Open-reference clustering; difference in output files

nricks · January 31, 2018, 7:07pm

In the open-reference clustering command it produces two outputs, the --o-clustered-sequences and the --o-new-reference-sequences.
What are the differences between these files and which one should I use for mafft analysis?

jakereps · January 31, 2018, 7:43pm

Answering without direct knowledge of how the pipeline works, so someone correct me if I am wrong, but interpreting the documentation:

  --o-clustered-sequences ARTIFACT PATH FeatureData[Sequence]
                                  Sequences representing clustered features.
                                  [required if not passing --output-dir]
  --o-new-reference-sequences ARTIFACT PATH FeatureData[Sequence]
                                  The new reference sequences. This can be
                                  used for subsequent runs of open-reference
                                  clustering for consistent definitions of
                                  features across open-reference feature
                                  tables.  [required if not passing --output-
                                  dir]

It appears that --o-clustered-sequences is the result of your input data and should be used for further analysis (MAFFT, etc…). The --o-new-reference-sequences looks to be an updated reference set, which should be your old reference database with your de novo features selected in this run added to it, allowing additional read clustering to depend on the output/representative sequences of this specific result.

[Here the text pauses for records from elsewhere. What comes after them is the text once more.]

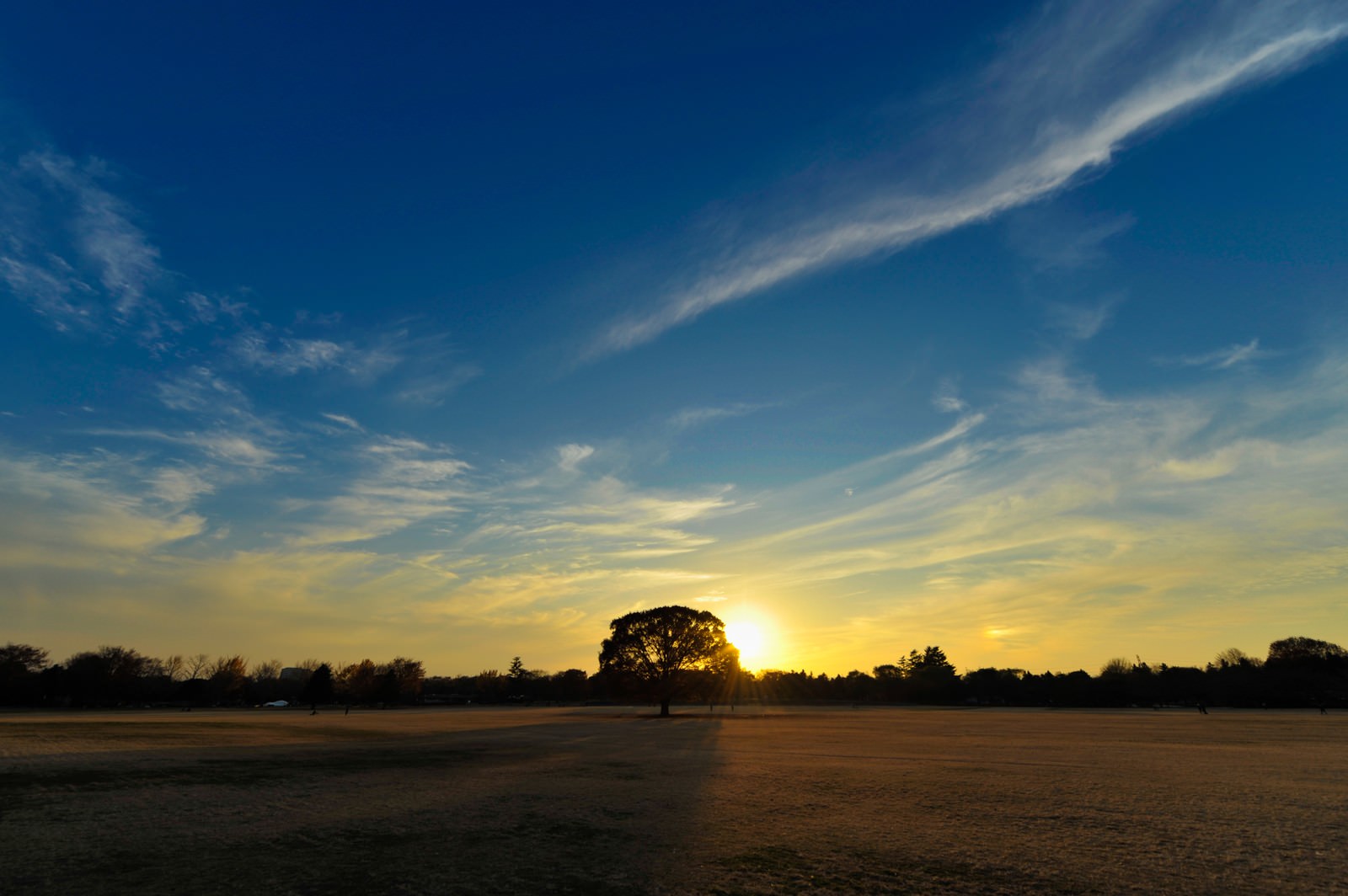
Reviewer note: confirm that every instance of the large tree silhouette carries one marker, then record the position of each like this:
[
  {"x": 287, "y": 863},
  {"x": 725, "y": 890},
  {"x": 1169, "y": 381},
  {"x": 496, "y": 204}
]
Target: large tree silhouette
[{"x": 667, "y": 653}]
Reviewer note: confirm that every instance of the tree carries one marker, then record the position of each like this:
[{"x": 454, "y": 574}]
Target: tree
[
  {"x": 318, "y": 689},
  {"x": 667, "y": 651},
  {"x": 19, "y": 667}
]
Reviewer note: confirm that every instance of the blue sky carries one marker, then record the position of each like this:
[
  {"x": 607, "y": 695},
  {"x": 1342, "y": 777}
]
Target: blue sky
[{"x": 336, "y": 330}]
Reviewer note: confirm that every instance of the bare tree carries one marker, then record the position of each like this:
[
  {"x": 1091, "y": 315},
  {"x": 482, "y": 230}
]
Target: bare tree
[
  {"x": 266, "y": 670},
  {"x": 197, "y": 666}
]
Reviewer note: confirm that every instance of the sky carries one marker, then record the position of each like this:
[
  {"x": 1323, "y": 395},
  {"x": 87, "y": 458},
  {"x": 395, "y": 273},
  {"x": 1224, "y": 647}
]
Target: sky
[{"x": 457, "y": 330}]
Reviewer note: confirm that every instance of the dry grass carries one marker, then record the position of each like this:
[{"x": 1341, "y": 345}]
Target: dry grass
[{"x": 478, "y": 801}]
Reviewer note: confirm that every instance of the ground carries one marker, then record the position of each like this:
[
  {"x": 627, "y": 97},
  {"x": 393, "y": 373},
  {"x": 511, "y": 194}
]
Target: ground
[{"x": 612, "y": 801}]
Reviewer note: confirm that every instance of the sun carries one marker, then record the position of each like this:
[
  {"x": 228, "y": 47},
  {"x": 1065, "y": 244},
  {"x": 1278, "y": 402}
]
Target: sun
[{"x": 748, "y": 637}]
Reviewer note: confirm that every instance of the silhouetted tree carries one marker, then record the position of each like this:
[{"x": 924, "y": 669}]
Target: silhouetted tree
[
  {"x": 19, "y": 669},
  {"x": 1307, "y": 671},
  {"x": 667, "y": 653},
  {"x": 318, "y": 689}
]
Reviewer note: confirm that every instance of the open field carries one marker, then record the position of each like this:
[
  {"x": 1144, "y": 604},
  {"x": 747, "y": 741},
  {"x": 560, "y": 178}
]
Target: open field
[{"x": 608, "y": 801}]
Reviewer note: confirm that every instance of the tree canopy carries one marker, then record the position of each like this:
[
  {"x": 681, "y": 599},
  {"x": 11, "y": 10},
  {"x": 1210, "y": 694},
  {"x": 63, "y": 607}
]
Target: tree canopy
[{"x": 667, "y": 653}]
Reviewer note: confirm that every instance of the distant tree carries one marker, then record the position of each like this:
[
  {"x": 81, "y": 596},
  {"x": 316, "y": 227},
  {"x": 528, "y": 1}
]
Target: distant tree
[
  {"x": 1307, "y": 651},
  {"x": 175, "y": 667},
  {"x": 105, "y": 677},
  {"x": 1116, "y": 666},
  {"x": 19, "y": 669},
  {"x": 359, "y": 682},
  {"x": 570, "y": 686},
  {"x": 1307, "y": 671},
  {"x": 318, "y": 689},
  {"x": 667, "y": 653},
  {"x": 408, "y": 677},
  {"x": 929, "y": 677},
  {"x": 228, "y": 680},
  {"x": 1235, "y": 657},
  {"x": 197, "y": 666}
]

Nicholas_Bokulich · February 1, 2018, 2:46pm

@nricks,

@jakereps’s is absolutely correct, you want to use the clustered seqs for downstream analyses, e.g., mafft alignment.

The purpose of new-reference-sequences is to use as reference sequences in future analyses that you wish to compare to this one. For example, imagine that you are conducting a longitudinal study over the course of a year, split across multiple sequencing runs, and you are analyzing your data batch by batch as its ready. As you process each batch, you would use the new-reference-sequences from the previous batch as reference sequences so that the same OTU IDs are assigned and all batches can be compared against one another.

I hope that helps! (and thank you @jakereps for the excellent answer!)

system · March 4, 2018, 8:46pm

This topic was automatically closed 31 days after the last reply. New replies are no longer allowed.